The IMF Managing Director Said That Egypt Needs Several Actions Before the $12 Billion Loan

IMF Managing Director  Christine Lagarde said that Egypt has “almost completed” the actions required for the International Monetary Fund’s board to review its $12 billion loan accord, but some measures related to the exchange rate and subsidies are still pending.

Lagarde said at a press briefing in Washington,”There are several prior actions which need to be completed before the board can actually meet.”

“To my knowledge, these prior actions are almost completed – not quite -in relation to both exchange rate and in relation to subsidies, there is still a little bit of implementation to be had before the board can meet,”she added.

Lagarde concluded that she hopes,”that the board can meet promptly, and then once the board has met, it will have meant that the prior actions are completed, and therefore the first tranche can be released.”

According to Bloomberg, “These comments will likely add to speculation that Egyptian policy makers will cut subsidies and devalue the pound before the IMF board meets and not after securing the first installment of the loan.
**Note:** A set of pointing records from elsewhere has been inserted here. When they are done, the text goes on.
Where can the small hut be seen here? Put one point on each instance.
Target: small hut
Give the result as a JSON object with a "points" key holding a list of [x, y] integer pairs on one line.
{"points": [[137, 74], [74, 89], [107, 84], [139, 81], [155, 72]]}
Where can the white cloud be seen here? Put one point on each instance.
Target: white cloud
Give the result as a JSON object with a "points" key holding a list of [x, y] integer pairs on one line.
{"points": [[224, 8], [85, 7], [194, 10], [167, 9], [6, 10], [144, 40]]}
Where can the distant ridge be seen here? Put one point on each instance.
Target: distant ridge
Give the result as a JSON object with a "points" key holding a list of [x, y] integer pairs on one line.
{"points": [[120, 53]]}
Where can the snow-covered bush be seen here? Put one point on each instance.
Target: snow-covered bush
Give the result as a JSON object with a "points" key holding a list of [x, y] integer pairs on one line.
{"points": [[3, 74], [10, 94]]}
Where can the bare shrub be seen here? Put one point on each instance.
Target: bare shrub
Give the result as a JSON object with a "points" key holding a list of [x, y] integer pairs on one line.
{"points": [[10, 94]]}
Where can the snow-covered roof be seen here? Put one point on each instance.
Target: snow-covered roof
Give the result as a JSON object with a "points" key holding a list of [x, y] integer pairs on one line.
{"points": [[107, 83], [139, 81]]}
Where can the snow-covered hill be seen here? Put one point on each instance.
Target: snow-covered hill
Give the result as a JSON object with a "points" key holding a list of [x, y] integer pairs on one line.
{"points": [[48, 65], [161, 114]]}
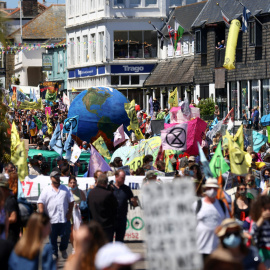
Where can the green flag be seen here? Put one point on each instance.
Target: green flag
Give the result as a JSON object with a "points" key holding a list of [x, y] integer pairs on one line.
{"points": [[178, 35], [268, 132], [218, 163]]}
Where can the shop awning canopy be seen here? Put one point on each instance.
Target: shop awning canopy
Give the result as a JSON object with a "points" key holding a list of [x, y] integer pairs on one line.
{"points": [[172, 72]]}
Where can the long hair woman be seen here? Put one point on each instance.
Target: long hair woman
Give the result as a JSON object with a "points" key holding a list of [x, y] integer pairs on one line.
{"points": [[30, 252]]}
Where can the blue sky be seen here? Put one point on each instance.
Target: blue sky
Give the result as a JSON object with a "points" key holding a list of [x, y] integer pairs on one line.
{"points": [[14, 3]]}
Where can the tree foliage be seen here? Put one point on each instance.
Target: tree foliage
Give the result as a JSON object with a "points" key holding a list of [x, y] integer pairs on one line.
{"points": [[207, 108]]}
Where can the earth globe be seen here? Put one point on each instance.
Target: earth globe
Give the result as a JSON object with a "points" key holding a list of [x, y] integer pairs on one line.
{"points": [[101, 111]]}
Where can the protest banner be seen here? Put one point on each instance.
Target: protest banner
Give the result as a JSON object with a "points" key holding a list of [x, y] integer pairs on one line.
{"points": [[171, 241], [33, 185], [50, 158]]}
The pound has plunged to record lows in recent days on the black market on speculation a devaluation was imminent.”

Jean-Paul Pigat, senior economist at Dubai-based Emirates NBD PJSC, said in a Bloomberg Television interview, “It’s inevitable at this point that they’re going to devalue.”

He added, “If they want to sign the agreement or if they want the executive board to approve it, they’re going to need to loosen their controls.”

The benchmark EGX 30 Index for stocks gained 0.6 %to 8,414.27, the highest intra-day level since August 18, at 11:16 a.m. in Cairo. The measure has climbed 20 %this year.

The central bank devalued the Egyptian currency by more than 10 %in March and parliament passed a law punishing illegal currency trading in the parallel market by jail.

However, the Central Bank Governor Tarek Amer said in July that defending the exchange rate over the past five years was a “grave mistake.”